The draft guidelines from the U.S. Preventive Services Task Force (This is the same group that famously recommended that "...women in their 40s should not routinely have mammograms and that women between ages 50 and 74 should have mammograms every two years instead of annually.") are the latest recommendations that aim to make HIV screening simply a routine part of a checkup, something a doctor can order with as little fuss (Because we don't want people fussing about being tested for something they have little risk of contracting) as a cholesterol test or a mammogram. Since 2006, the Centers for Disease Control and Prevention also has pushed for widespread, routine HIVscreening. 

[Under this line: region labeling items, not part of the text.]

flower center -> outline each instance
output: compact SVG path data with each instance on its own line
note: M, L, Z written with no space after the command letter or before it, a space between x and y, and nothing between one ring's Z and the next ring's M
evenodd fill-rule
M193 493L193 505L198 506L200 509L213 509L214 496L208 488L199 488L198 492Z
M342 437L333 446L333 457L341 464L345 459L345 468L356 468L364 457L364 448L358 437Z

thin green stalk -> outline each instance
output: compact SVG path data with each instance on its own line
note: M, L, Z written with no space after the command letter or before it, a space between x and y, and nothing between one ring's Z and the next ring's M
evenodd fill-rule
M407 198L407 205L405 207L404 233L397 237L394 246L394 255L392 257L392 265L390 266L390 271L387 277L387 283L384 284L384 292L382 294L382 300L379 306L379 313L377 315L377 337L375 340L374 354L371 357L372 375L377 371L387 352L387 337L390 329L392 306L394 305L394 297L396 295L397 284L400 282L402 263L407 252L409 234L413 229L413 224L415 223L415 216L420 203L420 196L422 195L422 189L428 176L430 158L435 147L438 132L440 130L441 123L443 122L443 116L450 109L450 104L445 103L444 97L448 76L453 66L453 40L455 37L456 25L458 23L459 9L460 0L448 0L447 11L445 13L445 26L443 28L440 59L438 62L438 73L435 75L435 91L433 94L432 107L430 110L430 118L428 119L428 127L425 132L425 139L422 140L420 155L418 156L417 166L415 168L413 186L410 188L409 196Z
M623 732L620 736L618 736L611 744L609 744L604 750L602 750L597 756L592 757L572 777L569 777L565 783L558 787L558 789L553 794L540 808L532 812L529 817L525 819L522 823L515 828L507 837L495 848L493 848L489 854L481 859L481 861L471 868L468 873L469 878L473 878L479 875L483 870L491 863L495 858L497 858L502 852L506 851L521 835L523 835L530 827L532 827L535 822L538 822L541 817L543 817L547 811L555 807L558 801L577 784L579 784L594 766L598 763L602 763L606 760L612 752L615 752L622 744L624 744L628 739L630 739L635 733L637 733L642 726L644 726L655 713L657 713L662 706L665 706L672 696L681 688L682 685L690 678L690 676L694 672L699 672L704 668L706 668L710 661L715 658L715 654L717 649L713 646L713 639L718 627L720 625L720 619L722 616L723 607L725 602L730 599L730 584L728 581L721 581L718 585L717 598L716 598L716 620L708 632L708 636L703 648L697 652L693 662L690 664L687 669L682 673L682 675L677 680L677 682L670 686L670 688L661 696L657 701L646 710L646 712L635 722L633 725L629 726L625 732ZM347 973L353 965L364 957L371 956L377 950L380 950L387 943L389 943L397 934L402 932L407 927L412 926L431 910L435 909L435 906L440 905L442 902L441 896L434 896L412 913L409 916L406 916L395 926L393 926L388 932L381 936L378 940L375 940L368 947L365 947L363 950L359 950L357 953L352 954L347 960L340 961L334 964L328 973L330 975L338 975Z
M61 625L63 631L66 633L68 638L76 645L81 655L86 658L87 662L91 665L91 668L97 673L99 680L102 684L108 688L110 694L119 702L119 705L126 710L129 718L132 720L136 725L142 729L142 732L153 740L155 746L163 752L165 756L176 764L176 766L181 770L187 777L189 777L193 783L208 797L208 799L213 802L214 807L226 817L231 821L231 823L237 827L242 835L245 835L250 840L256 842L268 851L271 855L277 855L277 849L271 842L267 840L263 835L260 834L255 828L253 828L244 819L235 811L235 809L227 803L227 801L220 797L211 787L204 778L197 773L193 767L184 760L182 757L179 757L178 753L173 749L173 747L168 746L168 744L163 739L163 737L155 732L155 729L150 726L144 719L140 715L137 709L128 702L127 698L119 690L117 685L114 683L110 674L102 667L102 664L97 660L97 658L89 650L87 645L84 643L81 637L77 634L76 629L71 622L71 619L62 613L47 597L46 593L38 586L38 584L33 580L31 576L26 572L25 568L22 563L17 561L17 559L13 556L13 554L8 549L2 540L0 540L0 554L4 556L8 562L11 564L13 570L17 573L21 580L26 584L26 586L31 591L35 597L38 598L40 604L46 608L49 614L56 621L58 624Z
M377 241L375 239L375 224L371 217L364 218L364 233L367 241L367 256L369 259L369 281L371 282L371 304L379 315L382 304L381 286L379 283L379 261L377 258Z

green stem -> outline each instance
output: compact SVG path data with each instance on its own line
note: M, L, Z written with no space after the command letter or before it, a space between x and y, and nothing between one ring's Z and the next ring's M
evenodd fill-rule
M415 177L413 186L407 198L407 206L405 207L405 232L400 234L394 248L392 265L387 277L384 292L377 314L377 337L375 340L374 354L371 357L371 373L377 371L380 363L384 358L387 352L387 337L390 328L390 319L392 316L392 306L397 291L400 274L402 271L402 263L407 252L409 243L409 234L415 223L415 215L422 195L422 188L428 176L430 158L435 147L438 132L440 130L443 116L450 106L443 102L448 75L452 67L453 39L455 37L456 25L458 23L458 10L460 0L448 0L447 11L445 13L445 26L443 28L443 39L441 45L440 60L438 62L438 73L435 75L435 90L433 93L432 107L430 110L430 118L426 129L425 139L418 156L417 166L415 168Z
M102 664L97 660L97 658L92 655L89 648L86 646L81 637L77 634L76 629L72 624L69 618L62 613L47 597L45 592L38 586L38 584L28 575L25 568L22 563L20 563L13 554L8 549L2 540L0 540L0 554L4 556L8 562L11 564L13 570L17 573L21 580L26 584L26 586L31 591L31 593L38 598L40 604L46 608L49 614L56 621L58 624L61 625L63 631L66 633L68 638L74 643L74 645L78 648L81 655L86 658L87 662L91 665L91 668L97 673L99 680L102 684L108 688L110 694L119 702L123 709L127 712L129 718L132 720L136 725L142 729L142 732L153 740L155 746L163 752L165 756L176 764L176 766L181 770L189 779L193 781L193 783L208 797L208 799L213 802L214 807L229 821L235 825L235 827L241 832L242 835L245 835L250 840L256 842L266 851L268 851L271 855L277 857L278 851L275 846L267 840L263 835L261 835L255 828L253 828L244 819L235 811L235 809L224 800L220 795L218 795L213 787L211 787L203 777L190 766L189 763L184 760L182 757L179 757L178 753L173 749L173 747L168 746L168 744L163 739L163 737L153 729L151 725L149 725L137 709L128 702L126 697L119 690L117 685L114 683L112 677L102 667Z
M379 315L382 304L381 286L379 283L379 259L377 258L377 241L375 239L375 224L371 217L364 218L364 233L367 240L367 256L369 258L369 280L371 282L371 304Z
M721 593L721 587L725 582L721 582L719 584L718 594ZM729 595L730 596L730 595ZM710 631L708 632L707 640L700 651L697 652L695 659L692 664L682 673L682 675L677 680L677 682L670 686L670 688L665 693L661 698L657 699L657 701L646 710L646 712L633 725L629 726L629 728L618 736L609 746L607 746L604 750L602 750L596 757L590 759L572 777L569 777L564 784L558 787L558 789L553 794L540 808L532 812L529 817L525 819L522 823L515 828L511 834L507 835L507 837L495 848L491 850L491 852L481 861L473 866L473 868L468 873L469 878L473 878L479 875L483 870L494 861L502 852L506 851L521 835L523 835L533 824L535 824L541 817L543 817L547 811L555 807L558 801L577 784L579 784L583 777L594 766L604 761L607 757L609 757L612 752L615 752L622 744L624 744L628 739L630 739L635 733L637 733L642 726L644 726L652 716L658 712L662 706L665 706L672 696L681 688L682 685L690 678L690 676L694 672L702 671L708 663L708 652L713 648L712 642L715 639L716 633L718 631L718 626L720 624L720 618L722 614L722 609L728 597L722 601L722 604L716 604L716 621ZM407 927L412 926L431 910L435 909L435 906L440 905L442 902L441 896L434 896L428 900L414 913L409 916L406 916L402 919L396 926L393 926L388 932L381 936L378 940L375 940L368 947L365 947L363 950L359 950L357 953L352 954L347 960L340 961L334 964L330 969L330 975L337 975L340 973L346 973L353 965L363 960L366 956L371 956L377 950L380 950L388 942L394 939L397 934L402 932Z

Yet not nearly enough people have heeded that call: Of the more than 1.1 million Americans living with HIV, nearly 1 in 5 — almost 240,000 people — don’t know it. Not only is their own health at risk without treatment, they could unwittingly be spreading the virus to others. (There is only one reason that this recommendation is being made. It is to continue the thrust into the public consciousness of certain preferred issues and make them a part of our thinking. Consider that the Task Force is proposing testing based on a premise, that is, a number of people are unaware of their condition and are spreading HIV. Let's run the numbers. 1.1 million infected people constitutes .035% of the population (I bet that you thought it was much higher given the amount of hysteria surrounding funding, etc). Of those, 240,000 people are unaware of their condition, an infinitesimally small percentage of the population. 

For this number, the Task Force deems it necessary that EVERYONE get tested. By contrast, according to the CDC, every year 210,000 women get diagnosed with breast cancer, 935,000 are diagnosed with heart disease, and 215,000 men are diagnosed with prostate cancer. 

There is no real possibility of bringing the risk of contracting these conditions to zero. But with HIV, you can. Remain celibate until marriage, marry someone who is the same, and remain faithful after, and you will never catch HIV.

But the real irony of the whole situation is that there is no contingency to the testing, so testing will not reduce the incidence of HIV. No one is asked to change their behavior or cease engaging in risky activities. Well, except condoms, but that is the, shall we say, prophylactic argument used to insulate advocates from their critics. 

In other words, the only thing gained by universal HIV testing is a person will know they are infected, but precious little else. The disease will not be stopped, it will not even be reduced. But the cause de jour will receive all sorts of press coverage, complete with sob stories and mentions of how eeeevil conservatives are for not caring and for not increasing HIV research funding.)